Mindfulness is increasingly practiced as a method to reduce stress through body and mind interactions. In some instances, mindfulness incorporates paced breathing defined as deep and diaphragmatic with slow levels typically about 5 to 7 per minute compared with the usual speed of 12 to 14.
Heart Association (AHA) states that over 100 million Americans have high blood pressure. Elevated blood pressure is a major avoidable cause of premature morbidity and mortality in the USA and worldwide due primarily to increased risks of stroke and heart ailments. Elevated blood pressure is the most essential major and modifiable risk factor to reduce stroke. Actually, small but continuing reductions in blood pressure reduce risks of stroke and heart attacks. Therapeutic lifestyle changes of weight reduction and salt reduction in addition to adjunctive medication are beneficial to treat and protect against hypertension.
“One of the most plausible mechanisms is that paced breathing stimulates the vagus nerve and parasympathetic nervous system, which reduce stress chemicals in the brain and increase vascular relaxation that may lead to lowering of blood pressure,” said Suzanne LeBlang, M.D., a neuroradiologist, corresponding author, and an affiliate associate professor at FAU’s Schmidt College of Medicine.
The investigators believe the hypothesis they’ve formulated that mindfulness with paced breathing reduces blood pressure ought to be tested. The first pilot trial would include getting informed consent from willing and eligible subjects and assigning them randomly to mindfulness either with or without paced breathing and analyzing whether there are sustained effects on reducing blood pressure.

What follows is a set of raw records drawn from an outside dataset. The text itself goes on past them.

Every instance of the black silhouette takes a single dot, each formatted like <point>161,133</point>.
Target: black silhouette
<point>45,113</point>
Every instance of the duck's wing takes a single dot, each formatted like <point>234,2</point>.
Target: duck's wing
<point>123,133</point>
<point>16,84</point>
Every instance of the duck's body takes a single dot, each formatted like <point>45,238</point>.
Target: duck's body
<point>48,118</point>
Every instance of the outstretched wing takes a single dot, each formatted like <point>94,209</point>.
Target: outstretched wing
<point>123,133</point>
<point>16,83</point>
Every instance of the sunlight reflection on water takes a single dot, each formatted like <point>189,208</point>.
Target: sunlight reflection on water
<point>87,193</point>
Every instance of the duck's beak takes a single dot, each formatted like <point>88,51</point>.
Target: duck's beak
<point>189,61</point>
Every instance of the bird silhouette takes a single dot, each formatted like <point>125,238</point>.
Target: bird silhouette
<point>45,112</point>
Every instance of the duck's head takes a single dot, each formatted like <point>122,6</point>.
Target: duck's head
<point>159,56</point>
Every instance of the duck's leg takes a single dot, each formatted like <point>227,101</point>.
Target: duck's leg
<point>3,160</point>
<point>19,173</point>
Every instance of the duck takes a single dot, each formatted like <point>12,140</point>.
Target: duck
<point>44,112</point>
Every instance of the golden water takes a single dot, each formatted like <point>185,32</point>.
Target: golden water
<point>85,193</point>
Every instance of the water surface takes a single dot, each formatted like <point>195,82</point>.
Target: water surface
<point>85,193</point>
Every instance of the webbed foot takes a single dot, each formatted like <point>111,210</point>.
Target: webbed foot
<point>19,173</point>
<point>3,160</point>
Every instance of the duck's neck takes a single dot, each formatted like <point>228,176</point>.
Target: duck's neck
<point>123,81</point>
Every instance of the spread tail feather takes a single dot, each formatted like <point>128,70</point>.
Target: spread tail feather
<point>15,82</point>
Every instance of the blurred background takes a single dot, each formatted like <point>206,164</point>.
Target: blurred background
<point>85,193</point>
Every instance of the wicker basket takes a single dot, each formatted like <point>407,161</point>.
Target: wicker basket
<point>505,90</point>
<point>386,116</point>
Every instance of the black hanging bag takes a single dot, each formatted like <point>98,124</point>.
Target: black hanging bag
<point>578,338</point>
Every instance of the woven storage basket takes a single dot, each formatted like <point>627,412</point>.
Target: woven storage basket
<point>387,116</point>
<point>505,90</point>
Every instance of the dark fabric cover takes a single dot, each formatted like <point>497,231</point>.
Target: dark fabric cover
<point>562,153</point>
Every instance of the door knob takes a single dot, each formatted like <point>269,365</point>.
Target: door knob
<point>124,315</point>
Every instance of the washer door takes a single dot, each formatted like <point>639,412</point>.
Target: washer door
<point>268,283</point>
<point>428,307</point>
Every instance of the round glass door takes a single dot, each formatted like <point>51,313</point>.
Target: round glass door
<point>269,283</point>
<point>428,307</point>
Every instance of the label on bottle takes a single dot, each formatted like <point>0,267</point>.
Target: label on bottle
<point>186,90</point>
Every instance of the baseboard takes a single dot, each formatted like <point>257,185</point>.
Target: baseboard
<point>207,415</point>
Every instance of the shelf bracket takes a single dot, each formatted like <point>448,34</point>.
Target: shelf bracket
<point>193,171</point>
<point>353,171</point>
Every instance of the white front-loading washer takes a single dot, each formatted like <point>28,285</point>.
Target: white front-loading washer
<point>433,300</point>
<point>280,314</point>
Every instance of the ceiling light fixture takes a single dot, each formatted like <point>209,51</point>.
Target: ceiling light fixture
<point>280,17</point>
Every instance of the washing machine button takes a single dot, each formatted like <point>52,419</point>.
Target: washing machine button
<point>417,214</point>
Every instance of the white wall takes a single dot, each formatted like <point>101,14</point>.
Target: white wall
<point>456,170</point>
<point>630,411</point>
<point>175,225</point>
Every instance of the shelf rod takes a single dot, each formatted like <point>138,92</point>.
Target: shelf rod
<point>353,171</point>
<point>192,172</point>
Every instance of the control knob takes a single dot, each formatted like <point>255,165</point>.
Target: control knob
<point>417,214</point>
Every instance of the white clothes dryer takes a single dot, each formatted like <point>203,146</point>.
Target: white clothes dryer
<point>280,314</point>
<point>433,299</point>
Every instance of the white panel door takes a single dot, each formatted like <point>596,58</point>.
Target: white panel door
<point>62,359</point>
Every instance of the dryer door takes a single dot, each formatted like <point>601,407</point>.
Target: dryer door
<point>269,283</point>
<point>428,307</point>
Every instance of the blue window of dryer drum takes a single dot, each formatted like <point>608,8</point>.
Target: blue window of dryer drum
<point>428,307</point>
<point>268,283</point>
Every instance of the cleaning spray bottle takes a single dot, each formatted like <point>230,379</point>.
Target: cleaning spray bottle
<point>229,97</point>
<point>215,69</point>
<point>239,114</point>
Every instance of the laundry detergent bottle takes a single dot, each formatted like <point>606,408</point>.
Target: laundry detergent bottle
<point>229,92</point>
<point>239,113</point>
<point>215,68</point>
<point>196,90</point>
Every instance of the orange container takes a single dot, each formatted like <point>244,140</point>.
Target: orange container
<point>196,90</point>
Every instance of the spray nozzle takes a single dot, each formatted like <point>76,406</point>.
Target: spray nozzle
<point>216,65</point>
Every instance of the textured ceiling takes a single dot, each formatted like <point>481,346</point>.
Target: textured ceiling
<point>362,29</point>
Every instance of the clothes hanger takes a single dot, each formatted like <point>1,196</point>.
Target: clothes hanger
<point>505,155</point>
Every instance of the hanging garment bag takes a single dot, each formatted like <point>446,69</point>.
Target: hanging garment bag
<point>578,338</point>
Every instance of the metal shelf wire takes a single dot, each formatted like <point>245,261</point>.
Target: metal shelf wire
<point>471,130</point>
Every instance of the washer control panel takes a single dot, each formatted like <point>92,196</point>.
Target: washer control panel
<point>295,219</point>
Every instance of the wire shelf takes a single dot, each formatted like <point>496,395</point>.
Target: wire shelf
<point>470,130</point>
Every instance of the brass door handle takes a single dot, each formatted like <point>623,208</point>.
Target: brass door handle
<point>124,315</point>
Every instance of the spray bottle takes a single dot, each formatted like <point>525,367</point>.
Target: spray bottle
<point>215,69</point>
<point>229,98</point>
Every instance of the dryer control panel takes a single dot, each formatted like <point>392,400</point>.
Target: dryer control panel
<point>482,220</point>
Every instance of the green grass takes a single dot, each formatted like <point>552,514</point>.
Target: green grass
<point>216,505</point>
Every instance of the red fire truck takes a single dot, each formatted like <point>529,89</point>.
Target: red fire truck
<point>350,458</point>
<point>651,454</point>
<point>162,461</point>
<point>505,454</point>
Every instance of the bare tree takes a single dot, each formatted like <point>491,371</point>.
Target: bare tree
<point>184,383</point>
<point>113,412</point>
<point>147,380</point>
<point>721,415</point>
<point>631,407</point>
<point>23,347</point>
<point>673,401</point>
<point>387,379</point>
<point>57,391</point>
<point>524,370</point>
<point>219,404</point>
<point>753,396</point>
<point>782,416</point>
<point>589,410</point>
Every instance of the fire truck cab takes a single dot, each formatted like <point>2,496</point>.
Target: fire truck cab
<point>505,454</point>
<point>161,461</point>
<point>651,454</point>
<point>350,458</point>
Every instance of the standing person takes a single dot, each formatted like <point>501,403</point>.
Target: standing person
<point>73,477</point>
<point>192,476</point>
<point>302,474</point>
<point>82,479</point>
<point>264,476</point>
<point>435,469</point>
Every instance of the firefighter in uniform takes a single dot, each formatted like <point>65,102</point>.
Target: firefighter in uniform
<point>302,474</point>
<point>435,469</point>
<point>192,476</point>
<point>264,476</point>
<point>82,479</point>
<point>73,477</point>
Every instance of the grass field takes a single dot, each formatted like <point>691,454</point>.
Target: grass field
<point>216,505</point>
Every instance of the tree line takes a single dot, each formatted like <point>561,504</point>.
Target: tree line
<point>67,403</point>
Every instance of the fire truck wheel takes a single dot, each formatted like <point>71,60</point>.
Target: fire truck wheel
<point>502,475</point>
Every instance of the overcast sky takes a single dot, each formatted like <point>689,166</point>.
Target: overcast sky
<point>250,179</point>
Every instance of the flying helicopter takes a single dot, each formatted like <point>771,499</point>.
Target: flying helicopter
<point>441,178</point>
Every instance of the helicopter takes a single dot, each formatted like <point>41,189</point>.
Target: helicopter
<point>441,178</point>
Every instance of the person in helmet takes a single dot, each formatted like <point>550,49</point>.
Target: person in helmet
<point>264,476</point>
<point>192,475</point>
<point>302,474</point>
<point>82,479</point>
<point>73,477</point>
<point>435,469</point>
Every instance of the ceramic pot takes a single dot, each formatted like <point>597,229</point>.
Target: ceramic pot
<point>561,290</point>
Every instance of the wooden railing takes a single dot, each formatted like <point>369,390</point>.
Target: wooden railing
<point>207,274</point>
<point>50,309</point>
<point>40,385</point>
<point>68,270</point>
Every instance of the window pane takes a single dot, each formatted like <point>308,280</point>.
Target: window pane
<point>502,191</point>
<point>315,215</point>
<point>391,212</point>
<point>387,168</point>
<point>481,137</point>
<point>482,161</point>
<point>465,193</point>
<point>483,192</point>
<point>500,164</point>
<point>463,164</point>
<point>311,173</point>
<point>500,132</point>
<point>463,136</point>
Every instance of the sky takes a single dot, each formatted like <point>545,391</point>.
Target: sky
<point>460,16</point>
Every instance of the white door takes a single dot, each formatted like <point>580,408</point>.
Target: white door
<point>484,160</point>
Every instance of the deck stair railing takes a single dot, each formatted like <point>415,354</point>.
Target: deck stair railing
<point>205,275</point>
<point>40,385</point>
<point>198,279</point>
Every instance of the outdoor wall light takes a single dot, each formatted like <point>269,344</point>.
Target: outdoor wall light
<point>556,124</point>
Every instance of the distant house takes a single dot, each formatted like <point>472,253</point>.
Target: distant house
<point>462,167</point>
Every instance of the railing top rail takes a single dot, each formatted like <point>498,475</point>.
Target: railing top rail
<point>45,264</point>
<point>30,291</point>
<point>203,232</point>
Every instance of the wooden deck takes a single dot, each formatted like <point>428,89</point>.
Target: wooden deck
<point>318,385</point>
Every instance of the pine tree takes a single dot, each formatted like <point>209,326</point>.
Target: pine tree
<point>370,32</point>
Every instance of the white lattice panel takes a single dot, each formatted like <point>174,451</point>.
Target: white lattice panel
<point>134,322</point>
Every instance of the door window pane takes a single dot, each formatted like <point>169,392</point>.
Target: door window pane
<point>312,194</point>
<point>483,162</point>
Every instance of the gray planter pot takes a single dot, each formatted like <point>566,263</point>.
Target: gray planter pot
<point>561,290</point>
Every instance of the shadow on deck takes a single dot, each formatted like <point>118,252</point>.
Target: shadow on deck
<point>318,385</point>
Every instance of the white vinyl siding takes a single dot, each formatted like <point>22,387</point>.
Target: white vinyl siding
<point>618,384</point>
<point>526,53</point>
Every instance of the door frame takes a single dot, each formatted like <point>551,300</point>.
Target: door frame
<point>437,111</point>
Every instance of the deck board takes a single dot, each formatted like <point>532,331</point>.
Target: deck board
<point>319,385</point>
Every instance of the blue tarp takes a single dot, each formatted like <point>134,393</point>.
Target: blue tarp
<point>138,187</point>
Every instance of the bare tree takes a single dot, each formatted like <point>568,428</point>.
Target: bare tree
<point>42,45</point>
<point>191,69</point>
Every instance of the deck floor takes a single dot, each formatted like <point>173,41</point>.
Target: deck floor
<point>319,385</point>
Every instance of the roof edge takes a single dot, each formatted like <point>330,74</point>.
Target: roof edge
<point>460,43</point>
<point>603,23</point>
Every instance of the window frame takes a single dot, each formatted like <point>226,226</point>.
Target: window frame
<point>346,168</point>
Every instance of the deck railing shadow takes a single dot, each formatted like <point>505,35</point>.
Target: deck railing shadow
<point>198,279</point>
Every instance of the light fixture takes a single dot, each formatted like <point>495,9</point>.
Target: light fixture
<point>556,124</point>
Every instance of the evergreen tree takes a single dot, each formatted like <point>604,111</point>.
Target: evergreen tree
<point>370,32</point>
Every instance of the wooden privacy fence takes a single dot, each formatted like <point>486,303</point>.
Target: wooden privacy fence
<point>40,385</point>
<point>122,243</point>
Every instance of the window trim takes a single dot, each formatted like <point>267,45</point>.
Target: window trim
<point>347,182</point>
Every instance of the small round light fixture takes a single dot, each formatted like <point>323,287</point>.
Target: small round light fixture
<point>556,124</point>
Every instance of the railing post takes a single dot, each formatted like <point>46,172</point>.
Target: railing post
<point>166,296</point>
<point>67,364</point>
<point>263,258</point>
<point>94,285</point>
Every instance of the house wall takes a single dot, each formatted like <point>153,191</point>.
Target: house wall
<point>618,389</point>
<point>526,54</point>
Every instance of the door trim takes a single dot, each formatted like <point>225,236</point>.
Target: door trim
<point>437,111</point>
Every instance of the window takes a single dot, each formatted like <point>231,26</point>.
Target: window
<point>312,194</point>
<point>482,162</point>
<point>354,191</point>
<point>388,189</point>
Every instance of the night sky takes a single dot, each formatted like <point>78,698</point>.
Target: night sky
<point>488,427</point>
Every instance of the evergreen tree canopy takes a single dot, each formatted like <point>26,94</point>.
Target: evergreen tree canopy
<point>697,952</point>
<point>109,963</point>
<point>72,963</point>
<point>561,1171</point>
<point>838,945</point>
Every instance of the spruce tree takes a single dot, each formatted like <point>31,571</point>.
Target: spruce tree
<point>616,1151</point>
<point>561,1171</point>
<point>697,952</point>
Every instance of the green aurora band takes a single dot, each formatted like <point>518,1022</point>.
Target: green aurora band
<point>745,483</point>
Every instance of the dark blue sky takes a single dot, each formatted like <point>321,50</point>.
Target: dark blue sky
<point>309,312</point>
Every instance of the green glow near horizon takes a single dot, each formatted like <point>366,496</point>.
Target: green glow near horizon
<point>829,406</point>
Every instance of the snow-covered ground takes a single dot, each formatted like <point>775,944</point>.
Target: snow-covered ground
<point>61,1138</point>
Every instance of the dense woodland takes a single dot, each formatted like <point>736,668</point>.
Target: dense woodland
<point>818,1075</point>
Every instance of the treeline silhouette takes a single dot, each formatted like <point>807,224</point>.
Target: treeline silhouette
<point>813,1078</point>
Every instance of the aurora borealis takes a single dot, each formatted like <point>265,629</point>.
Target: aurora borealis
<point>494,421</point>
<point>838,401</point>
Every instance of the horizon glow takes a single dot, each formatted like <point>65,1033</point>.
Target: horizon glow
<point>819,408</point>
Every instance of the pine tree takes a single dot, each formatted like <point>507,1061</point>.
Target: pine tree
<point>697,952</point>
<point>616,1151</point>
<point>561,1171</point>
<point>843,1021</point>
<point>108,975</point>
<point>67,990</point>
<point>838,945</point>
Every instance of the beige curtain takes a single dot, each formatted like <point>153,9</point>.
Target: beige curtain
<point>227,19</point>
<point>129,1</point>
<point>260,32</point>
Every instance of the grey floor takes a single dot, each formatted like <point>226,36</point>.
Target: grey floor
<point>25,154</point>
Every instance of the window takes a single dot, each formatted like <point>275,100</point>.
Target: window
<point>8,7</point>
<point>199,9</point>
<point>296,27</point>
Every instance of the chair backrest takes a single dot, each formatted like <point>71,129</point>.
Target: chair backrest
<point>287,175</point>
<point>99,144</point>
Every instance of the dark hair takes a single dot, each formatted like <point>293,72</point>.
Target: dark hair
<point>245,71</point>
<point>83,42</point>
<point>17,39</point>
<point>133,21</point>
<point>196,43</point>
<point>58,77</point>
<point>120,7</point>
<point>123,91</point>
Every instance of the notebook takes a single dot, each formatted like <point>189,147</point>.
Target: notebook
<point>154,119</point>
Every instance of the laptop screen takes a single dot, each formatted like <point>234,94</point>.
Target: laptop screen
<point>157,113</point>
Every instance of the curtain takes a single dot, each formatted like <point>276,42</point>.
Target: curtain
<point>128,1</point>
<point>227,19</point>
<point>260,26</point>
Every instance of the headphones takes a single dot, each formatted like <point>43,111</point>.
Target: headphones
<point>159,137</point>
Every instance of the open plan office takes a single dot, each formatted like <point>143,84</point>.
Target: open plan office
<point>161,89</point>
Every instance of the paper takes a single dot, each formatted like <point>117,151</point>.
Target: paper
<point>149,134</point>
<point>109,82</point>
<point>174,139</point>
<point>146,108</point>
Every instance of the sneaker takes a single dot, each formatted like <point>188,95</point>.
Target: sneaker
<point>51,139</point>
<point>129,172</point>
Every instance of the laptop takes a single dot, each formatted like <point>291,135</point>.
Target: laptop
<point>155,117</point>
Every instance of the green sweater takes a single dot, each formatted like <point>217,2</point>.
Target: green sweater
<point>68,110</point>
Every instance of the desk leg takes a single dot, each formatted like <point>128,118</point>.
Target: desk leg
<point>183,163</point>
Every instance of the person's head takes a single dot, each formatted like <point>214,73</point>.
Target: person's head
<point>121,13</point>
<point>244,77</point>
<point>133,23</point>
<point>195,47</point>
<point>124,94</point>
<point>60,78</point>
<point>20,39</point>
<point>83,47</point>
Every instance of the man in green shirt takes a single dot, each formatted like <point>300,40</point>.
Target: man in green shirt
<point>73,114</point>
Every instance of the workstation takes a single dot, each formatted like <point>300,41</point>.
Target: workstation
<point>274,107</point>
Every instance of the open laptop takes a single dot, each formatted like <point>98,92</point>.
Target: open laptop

“This pilot randomized trial might lead to further randomized trials of intermediate markers such as inhibition of progression of carotid intimal thickening or coronary artery atherosclerosis, and subsequently, a large scale trial to reduce stroke and heart attacks,” said Charles H. Hennekens, M.D., Dr.PH, senior writer, original Sir Richard Doll Professor and senior academic adviser in FAU’s Schmidt College of Medicine. said Charles H. Hennekens, M.D., Dr.PH, senior author, first Sir Richard Doll Professor and senior academic advisor in FAU’s Schmidt College of Medicine. “Achieving sustained reductions in blood pressure of 4 to 5 millimeters of mercury decreases risk of stroke by 42 percent and heart attacks by about 17 percent; so positive findings would have important clinical and policy implications.”
Heart attacks and strokes, account for at least 800,000 deaths or 40 percent of total mortality in the U.S. each year and over 17 million deaths worldwide. In the U.S., CVD is projected to remain the single leading source of mortality and is now rapidly becoming so worldwide. Stroke alone ranks fifth in all-cause mortality in the U.S., murdering almost 133,000 people annually as well as more than 11 percentage of the populace worldwide.
“Now more than ever, Americans and people all over the world are under increased stress, which may adversely affect their health and well-being,” said Barbara Schmidt, co-author, teacher, researcher, philanthropist, bestselling author of “The Practice,” as well as an adjunct instructor at FAU’s Schmidt College of Medicine. “We know that mindfulness decreases stress and I am cautiously optimistic that mindfulness with paced breathing will produce sustained lowering of blood pressure.”
“Today more than ever, Americans and People Around the world have been Under increased stress, which might adversely impact their health and Well-being,” explained Barbara Schmidt, co-author, teacher, researcher, Philanthropist, bestselling author of”The Practice,” as well as an “We know that Mindfulness reduces stress and I am cautiously optimistic that Mindfulness with paced breathing will create sustained lowering of Blood pressure.”